JS: Do you think criticisms of positive psychology research have been addressed adequately?
DH: Criticism about countering the excess emphasis on positivity, and calling for an emphasis on the negative as well, has been well understood and taken to heart. There’s also a worry within the field of moving too fast from a bench science or experimental science to popularization. But there’s not as much focus on that as I’d like to see.
There are a lot of people—like Gretchen Rubin, Martin Seligman, Howard Gardner, Daniel Goleman—who’ve popularized positive psychology and are read by tens if not hundreds of thousands of people. I’m fascinated by the kind of excitement that their books conveyed—about how they can transform your life.
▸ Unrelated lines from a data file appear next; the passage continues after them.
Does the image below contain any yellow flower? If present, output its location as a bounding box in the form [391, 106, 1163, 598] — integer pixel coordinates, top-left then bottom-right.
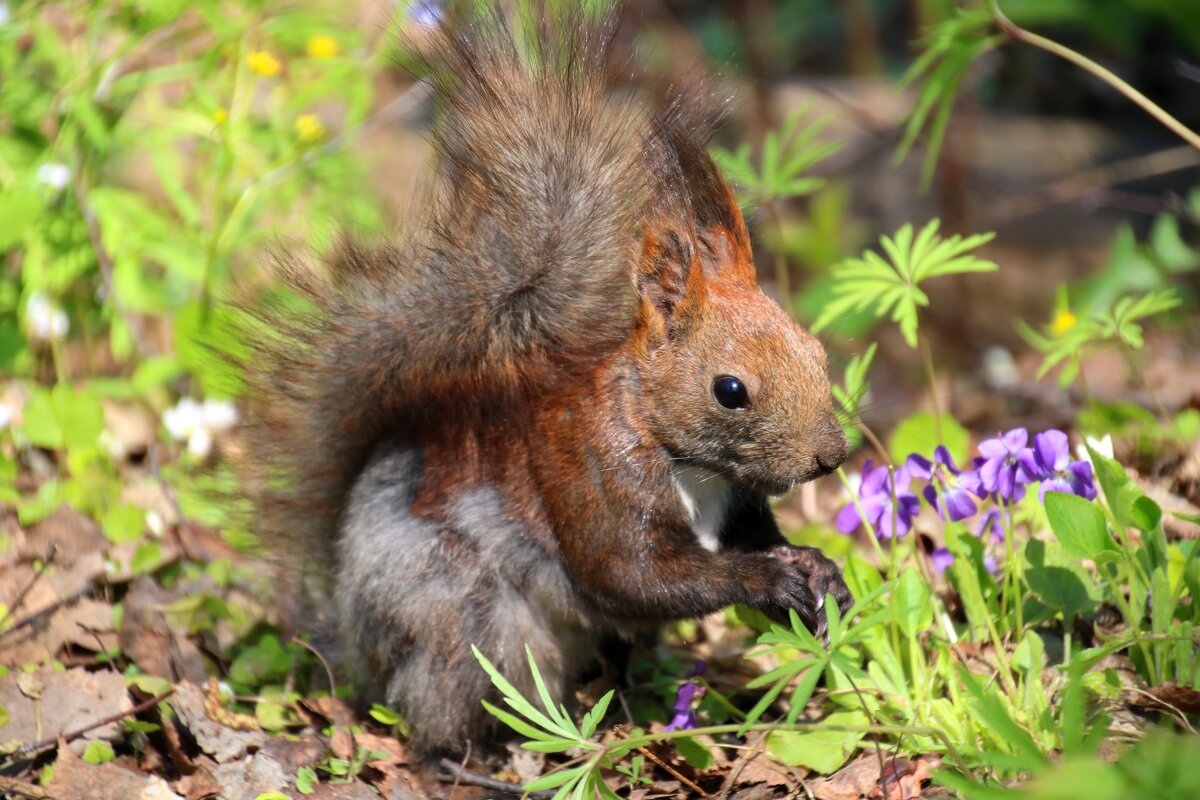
[296, 114, 325, 142]
[305, 36, 342, 59]
[1050, 308, 1079, 336]
[246, 50, 283, 77]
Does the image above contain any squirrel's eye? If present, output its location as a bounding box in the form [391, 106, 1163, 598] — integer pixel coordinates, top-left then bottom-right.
[713, 375, 750, 409]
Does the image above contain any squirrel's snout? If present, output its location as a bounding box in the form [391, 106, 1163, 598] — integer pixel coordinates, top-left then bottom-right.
[815, 420, 850, 474]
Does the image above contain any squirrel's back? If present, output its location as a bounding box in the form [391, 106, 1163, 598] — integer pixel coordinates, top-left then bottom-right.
[236, 2, 850, 751]
[236, 11, 652, 575]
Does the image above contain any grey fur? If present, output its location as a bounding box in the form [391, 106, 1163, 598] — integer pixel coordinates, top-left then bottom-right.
[335, 443, 599, 752]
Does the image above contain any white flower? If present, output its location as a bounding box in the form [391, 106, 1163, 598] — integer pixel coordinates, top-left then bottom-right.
[25, 291, 71, 342]
[983, 345, 1021, 386]
[162, 397, 203, 441]
[146, 510, 167, 536]
[841, 471, 863, 498]
[1075, 433, 1115, 468]
[36, 162, 71, 192]
[187, 428, 212, 458]
[162, 397, 238, 458]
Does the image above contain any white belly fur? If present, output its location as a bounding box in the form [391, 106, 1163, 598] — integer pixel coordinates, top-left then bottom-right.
[673, 467, 730, 553]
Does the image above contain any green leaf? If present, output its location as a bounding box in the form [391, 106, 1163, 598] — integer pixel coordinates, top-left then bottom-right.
[470, 644, 560, 733]
[673, 736, 713, 770]
[0, 188, 44, 254]
[1045, 492, 1117, 559]
[368, 703, 404, 728]
[958, 667, 1049, 772]
[524, 765, 587, 792]
[767, 710, 868, 775]
[892, 566, 934, 639]
[480, 700, 556, 745]
[786, 664, 824, 724]
[812, 219, 997, 348]
[1025, 566, 1096, 615]
[100, 503, 146, 545]
[82, 739, 116, 764]
[24, 389, 62, 450]
[580, 690, 616, 739]
[1087, 445, 1144, 528]
[888, 411, 971, 469]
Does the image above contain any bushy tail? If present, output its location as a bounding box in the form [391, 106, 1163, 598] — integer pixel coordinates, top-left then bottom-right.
[236, 4, 647, 575]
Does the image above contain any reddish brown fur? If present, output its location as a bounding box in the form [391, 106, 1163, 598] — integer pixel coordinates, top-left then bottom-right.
[236, 7, 850, 750]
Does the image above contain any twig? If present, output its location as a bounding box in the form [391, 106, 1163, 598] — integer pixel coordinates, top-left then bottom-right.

That’s a danger of exaggeration, caused by too much quickness to move toward popularization.
On the other hand, the benefits are enormous. And certainly Greater Good has been part of that. I don’t want to deny for a minute that tens of millions of people, if not more than that, have been transformed by mindful meditation, by adopting aspects of Buddhism, by cultivating more resilience or compassion or altruism. There’s no doubt in my mind that those scientifically verifiable conclusions have influenced and improved the lives of many.
JS: What do you hope people will take away from the book?
DH: I have hopes that some of the things I say will encourage more political dialogue across ideological lines. I hope that some of the issues I raise in the book—immigration, class, etc.—will become more widely studied. I’d like to know whether being in the Tea Party or in Black Lives Matter impacts people’s sense of well-being. I don’t think those studies exist, and I’d like to see them.